Democrats overwhelmingly criticized Republicans for voting to repeal the mask mandate. Assembly Minority Leader Gordon Hintz, D-Oshkosh, said Republicans were “undermining Governor Evers and placating an extreme anti-science movement.” Rep. Lisa Subeck, D-Madison, said Republicans chose “political games and extreme ideology” over the health of constituents.
“The vote taken today by Assembly Republicans is either about repealing the mask requirements – which is cruel and callous in and of itself – or Republicans were willing to take an action so uncaring and unkind that they put their contempt for the governor and their desire for absolute power ahead of the health and economic stability of our communities and our state,” Subeck said.
Before Evers implemented the new mask mandate, some cities and counties immediately enacted their own mask ordinances, including Rock County.

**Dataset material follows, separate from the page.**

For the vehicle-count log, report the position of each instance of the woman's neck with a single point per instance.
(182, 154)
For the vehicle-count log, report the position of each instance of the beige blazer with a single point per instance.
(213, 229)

Dane County already had a local order in place mandating face coverings.
“Dane County continues to have mask orders in place and we encourage other local units of government to join us in trying to end this pandemic once and for all,” Dane County Executive Joe Parisi said. “Our state and nation have suffered because critical decisions needed to manage this pandemic have been politicized from minute one by those whose ideology orchestrated today’s vote.”
Before the Assembly voted on Thursday, Assembly Republicans asked Evers to use the administrative rulemaking process to enact masking requirements in certain environments that are “susceptible to transmission of the virus,” including health care facilities, nursing homes, public transit, universities and prisons.
However, Sen. Steve Nass, who co-chairs the joint rulemaking committee, said he would not support that effort, WPR reported.
The Assembly delayed voting to repeal the mask mandate last Thursday after the Milwaukee Journal Sentinel reported that the move would cause the state to lose federal food assistance funding.
The Assembly passed an amendment to COVID-19 legislation today that would give Evers the power to issue emergency declarations solely to receive federal funding. The Senate will convene tomorrow to approve the amendment. The COVID-19 legislation has been bouncing between the two chambers for weeks and could ultimately be vetoed by Evers as it contains measures he opposes.